1. The problem statement, all variables and given/known data
Find the arc-length parameterization for $r(t)=\left< { e }^{ 2t },{ e }^{ -2t },2\sqrt { 2 } t \right> ,t\ge 0$

2. Relevant equations
$s(t)=\int { \left| \dot { r } (t) \right| dt }$

3. The attempt at a solution
$\dot { r } (t)=\left< { 2e }^{ 2t },-2{ e }^{ -2t },2\sqrt { 2 } \right> \\ \left| \dot { r } (t) \right| =\sqrt { 4{ e }^{ 4t }+4{ e }^{ -4t }+8 } \\ =2\sqrt { { e }^{ 4t }+{ e }^{ -4t }+2 } \\ =2\sqrt { { e }^{ 4t }+\frac { 1 }{ { e }^{ 4t } } +2 } \\ =2\sqrt { \frac { { e }^{ 8t }+{ 2e }^{ 4t }+1 }{ { e }^{ 4t } } } =2\sqrt { \frac { \left( { e }^{ 4t }+1 \right) \left( { e }^{ 4t }+1 \right) }{ { e }^{ 4t } } } \\ =\frac { 2 }{ { e }^{ 2t } } \left( { e }^{ 4t }+1 \right) \\ ={ 2e }^{ 2t }+{ 2e }^{ -2t }\\ s(t)-s(0)=\int _{ 0 }^{ t }{ { 2e }^{ 2t }+{ 2e }^{ -2t }dt } =0$ It can't equal 0...where did I go wrong?

2. Sep 15, 2016

andrewkirk

It looks correct to me until the very last step where you say the integral is zero.
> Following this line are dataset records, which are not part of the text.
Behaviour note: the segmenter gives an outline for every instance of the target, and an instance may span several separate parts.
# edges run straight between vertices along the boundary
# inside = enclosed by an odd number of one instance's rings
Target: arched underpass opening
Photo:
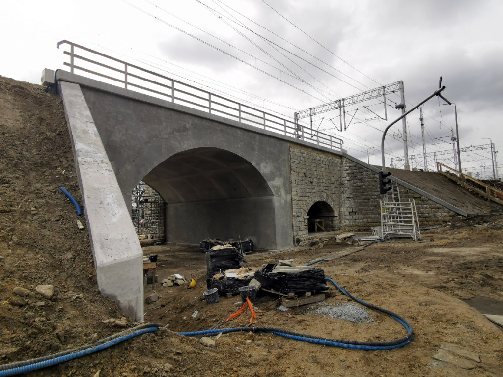
[[[140,181],[131,196],[131,220],[139,239],[161,241],[164,237],[164,203],[149,185]]]
[[[237,154],[213,147],[184,151],[143,180],[166,203],[167,242],[251,238],[258,247],[275,248],[274,195],[260,172]]]
[[[316,202],[307,211],[307,231],[309,233],[333,230],[333,210],[326,202]]]

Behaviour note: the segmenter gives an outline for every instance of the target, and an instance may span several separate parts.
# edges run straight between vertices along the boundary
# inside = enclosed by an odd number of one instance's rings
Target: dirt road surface
[[[137,324],[121,319],[99,294],[88,235],[78,229],[74,208],[58,189],[64,186],[81,203],[60,99],[42,89],[0,77],[0,365],[79,347]],[[197,247],[146,246],[145,255],[158,255],[159,281],[179,273],[196,281],[192,289],[156,285],[162,298],[145,305],[145,320],[167,327],[27,375],[501,376],[503,331],[483,314],[503,315],[502,227],[500,215],[456,218],[423,231],[421,241],[390,240],[316,263],[356,297],[412,325],[410,343],[385,351],[248,332],[213,337],[214,345],[207,346],[179,335],[248,325],[249,313],[224,323],[240,306],[239,296],[206,303],[204,255]],[[290,258],[303,264],[354,248],[325,241],[262,251],[246,256],[243,265]],[[41,285],[53,286],[53,294],[39,293]],[[146,287],[145,296],[151,289]],[[405,335],[401,325],[375,311],[357,322],[317,314],[320,305],[359,305],[333,286],[326,294],[324,304],[284,312],[278,296],[259,292],[253,325],[366,341]]]

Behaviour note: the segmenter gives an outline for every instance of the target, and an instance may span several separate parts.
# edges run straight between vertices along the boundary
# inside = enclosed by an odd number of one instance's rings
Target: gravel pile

The integral is not zero. It couldn't be, because both terms of the integrand are positive.

Note that $2e^{2t}+2e^{-2t}$ is $2\cosh 2t$. Have a look at the graph of the cosh function and it will be immediately apparent that its definite integral from 0 to $t$ is positive.

3. Sep 15, 2016

Sho Kano

Shoot, I made a mistake in the integration. It should be $s(t)=2\int { { e }^{ 2t }+{ e }^{ -2t } } =2\left( \frac { { e }^{ 2t } }{ 2 } -\frac { { e }^{ -2t } }{ 2 } \right)$. That's obviously not zero.

4. Sep 15, 2016

Sho Kano

What's the next step? Taking the natural log doesn't seem like it will work out, because I'd be left with ${ e }^{ 4t }-1$ inside the log. $s={ e }^{ 2t }-{ e }^{ -2t }=\frac { { e }^{ 4t }-1 }{ { e }^{ 2t } }$

5. Sep 15, 2016

Ray Vickson

You could also put $|\dot{r}(t)| = \sqrt{8} \sqrt{1+\cosh(4t)}$.

6. Sep 15, 2016

Sho Kano

OK, this problem was a pain
$s={ e }^{ 2t }-{ e }^{ -2t }=2sinh(2t)\\ \frac { s }{ 2 } =sinh(2t)\\ arcsinh\left( \frac { s }{ 2 } \right) =2t=ln\left[ \frac { s }{ 2 } +\sqrt { 1+\frac { { s }^{ 2 } }{ 2 } } \right] \\ r(t(s))$. So is it unsolvable without using hyperbolic functions?